By Linda Koco
The financial marketplace is rearranging itself along demographic parameters–creating what may be called the “Retirement Industry” out of the whole cloth of the “Life and Financial Services Industry” that was the darling of the 1990s.
The sea change is everywhere, including your own financial shores. If it hasn’t splashed up on you, it will.
The key business of this industry is to offer concepts, products and solutions that support people living in retirement for 20, 30 or more years. Retirement income planning is a key component, as we have noted in this space many times. But so is planning for long term care, critical illness, business startups, late-in-life protection and investment needs, new living arrangements, and, yes, legacy/wealth transfer.
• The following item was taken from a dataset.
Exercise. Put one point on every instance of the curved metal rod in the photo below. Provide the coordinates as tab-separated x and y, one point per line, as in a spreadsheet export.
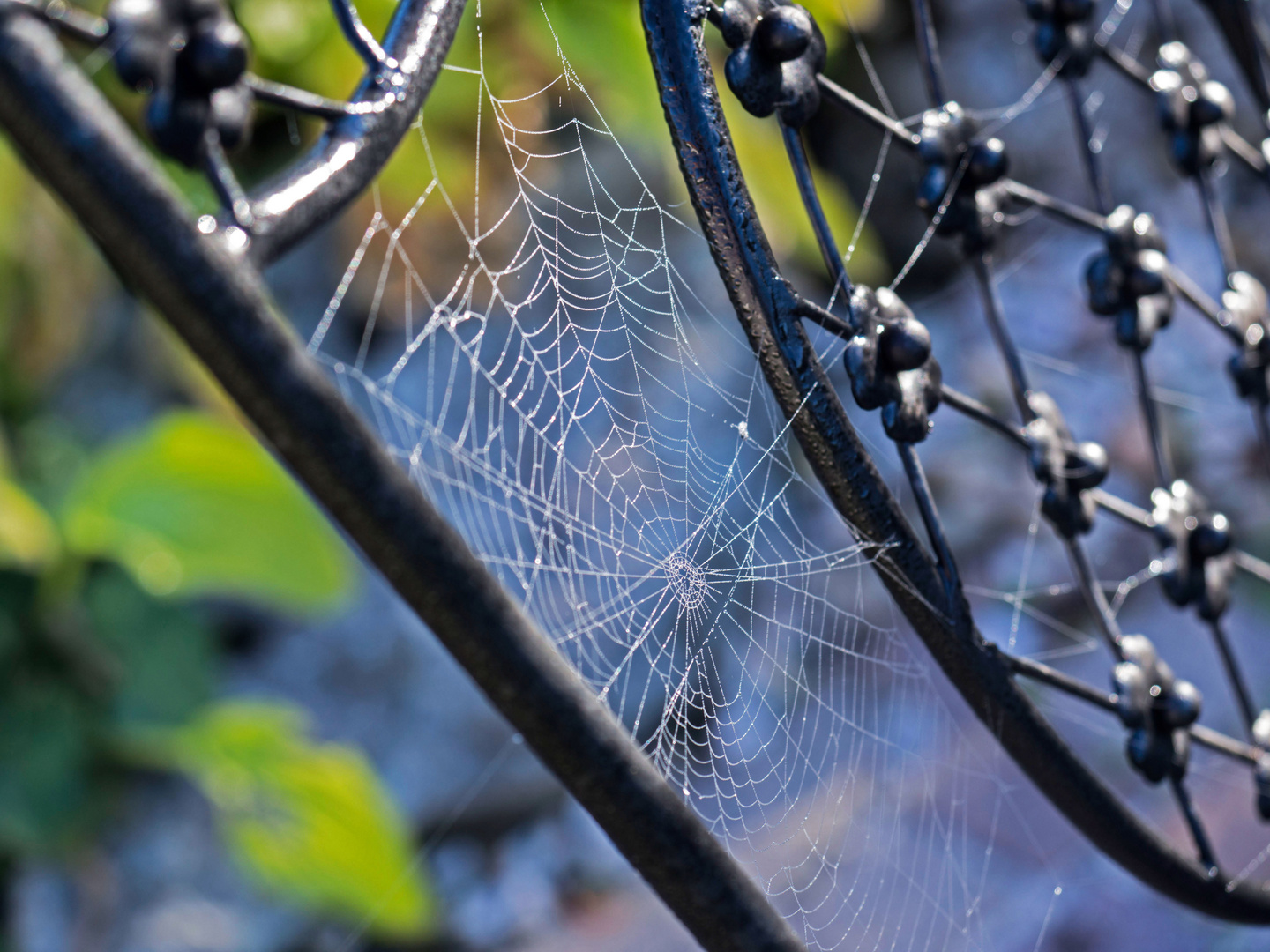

Familiar insurance concepts ride in the mix, as do securities and banking concepts, but the focus is still on creating a financial infrastructure for retirement living. This infrastructure is especially suited to people who retire with build-it-yourself assets like 401(k)s, IRAs, HSAs, Keoghs, self-paid health care and long term care plans, real estate, private savings and investments, and any other non-government-, non-company-supplied financial benefit/asset.
NU has covered the many sides of this trend for years, but now it seems the elements are functioning as an integrated whole, the Retirement Industry.
Ask the non-financial people in your community about this, and there is instant recognition. The police, the religious, the educational, the medical and LTC, the nonprofits–they all know about it and how the Retirement Industry impacts them. Even the sidewalk crews know–”these flat curbs make it easier for the retired folks to get around,” they say.
So it is that “retirement” is popping up throughout the financial supermarket.
For instance, in NU’s recent focus issue on life insurance–the mainstay of the Life and Financial Services industry, as you know–there was repeated mention of how life insurance fits into retirement planning. That’s by way of loans and withdrawals, acceleration riders, geriatric underwriting, no-lapse guarantees and more.
The “retirement-ward” shift shows up in the general media, too. Consider: MetLife Mature Market Institute found, in a 2003 report, that major media coverage on annuities increased by 30% overall from 2001 to 2003. That is a substantial change, given that, up to then, the general media had focused heavily on managing money, investing and wealth building but not on retirement income strategies.